As contrarian investors and students of group-think crowd psychology, we look for investment opportunities in the way news is framed. There is an old Mark Twain saying, “Lies, damned lies and statistics.” We believe investors are getting misled by statistics surrounding the U.S. economy and we will seek to dispel erroneous assumptions in search of long-term gains in the stock market.
The Middle Class
A recent CNBC website article reported an interesting statistic. It explained that 70 percent of Americans believe they are part of the middle class. Pew research indicates that family income levels show that 50 percent of the population is middle class, down from 61 percent in 1970. How does the media frame this information?
First, the nationwide income levels don’t take into consideration where in the U.S. people live. An upper-class income in an expensive coastal city could result in a much lower-quality lifestyle than the same income does nationwide. An income at the top of the lower class in an extremely inexpensive area could throw off a middle class living style. Also, some people with higher incomes and higher savings rates live way inside their means, a spending pattern similar to those in the middle class. Hence, the mental classification.
Second, the media and political class have viewed the loss of 11 percent of the families out of the middle class as an indictment of our democratic capitalist economic system. What they fail to mention is that 7 percent of the 11 percent went to upper class and 4 percent were added to lower class. We are in the camp that abhors anyone being left out, but this shouldn’t be framed as a negative overall.
The U.S. Birth Rate
In a surprise to demographers, total U.S. births have been flat for two years, despite a significant increase in birth rates among women 30-45 years of age. The framers of news are starting to question if our national birth rate will ever break away from the patterns of other industrialized nations like a Germany, France and Japan, whose rates are way below the replacement level needed to maintain population. The crowd is bearish on household formation and industries affected by the statistics.

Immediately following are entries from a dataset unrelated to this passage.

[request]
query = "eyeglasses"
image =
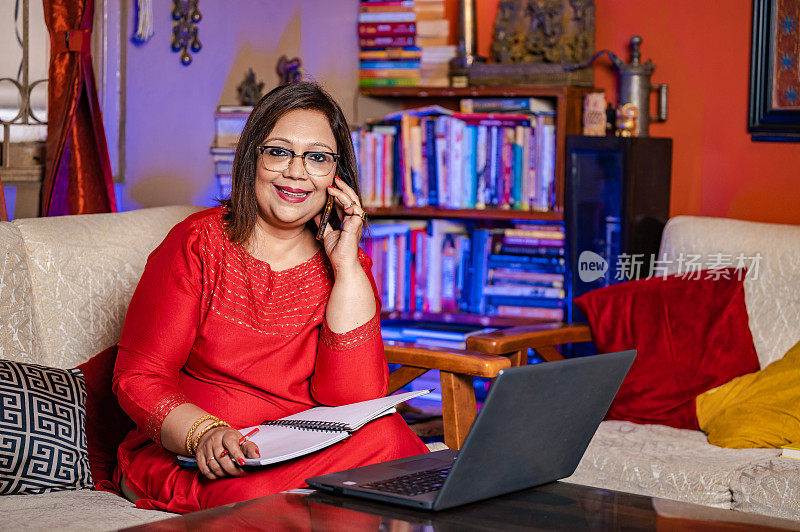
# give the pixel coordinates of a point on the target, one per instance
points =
(316, 163)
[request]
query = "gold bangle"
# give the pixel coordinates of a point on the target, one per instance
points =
(205, 429)
(194, 428)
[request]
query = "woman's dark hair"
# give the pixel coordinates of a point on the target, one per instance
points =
(242, 208)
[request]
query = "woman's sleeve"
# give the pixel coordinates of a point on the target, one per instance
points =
(159, 331)
(351, 366)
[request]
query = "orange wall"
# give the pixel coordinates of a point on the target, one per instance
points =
(702, 51)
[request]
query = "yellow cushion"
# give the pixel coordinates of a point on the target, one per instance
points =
(760, 409)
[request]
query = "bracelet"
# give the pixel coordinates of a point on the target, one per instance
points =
(205, 429)
(194, 428)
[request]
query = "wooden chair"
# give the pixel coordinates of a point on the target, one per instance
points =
(543, 338)
(457, 369)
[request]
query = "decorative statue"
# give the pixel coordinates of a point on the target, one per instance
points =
(594, 114)
(249, 90)
(543, 31)
(628, 121)
(289, 70)
(185, 16)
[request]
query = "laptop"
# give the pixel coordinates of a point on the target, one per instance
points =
(533, 429)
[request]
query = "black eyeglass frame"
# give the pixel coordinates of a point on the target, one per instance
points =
(303, 156)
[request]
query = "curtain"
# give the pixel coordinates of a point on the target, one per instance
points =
(77, 170)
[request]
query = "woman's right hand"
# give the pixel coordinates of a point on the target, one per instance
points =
(210, 447)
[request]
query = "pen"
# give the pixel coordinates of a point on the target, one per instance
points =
(241, 441)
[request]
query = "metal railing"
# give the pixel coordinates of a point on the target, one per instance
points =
(25, 116)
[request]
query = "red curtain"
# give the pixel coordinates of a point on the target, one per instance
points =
(78, 171)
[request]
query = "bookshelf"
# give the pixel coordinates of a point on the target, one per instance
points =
(568, 104)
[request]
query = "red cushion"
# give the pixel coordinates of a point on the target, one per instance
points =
(106, 423)
(690, 335)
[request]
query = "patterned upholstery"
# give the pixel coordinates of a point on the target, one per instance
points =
(42, 429)
(769, 487)
(83, 289)
(662, 461)
(19, 339)
(773, 296)
(680, 464)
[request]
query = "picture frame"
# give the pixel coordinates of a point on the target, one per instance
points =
(774, 107)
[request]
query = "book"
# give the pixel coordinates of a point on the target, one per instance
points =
(386, 42)
(791, 451)
(387, 16)
(495, 105)
(313, 429)
(388, 29)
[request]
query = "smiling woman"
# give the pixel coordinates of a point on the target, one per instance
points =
(242, 315)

The truth is we have seen births of women under 25 years of age fall off a cliff in the last 25 years. In other words, the United States has gone from birthing children into homes that can least afford them to birthing them into above-average income homes of people 30-45 years of age. These are men and women much deeper into their career path. It means the spending on kids should explode as the largest population group moves firmly into their 30s. It also means first-time and second-time homebuyers are purchasing much nicer homes than prior generations.
Mortgage Rates, Home Prices And Affordability
There is a spectacular outpouring of news lately that frames a housing slowdown nationwide because of a pullback in the most expensive coastal cities like New York and Seattle. This framing proposes that mortgage interest rates of 4.6 percent and the average nationwide price of $302,000 for a newly built home will lead to a cyclical downturn in the publicly traded home builders.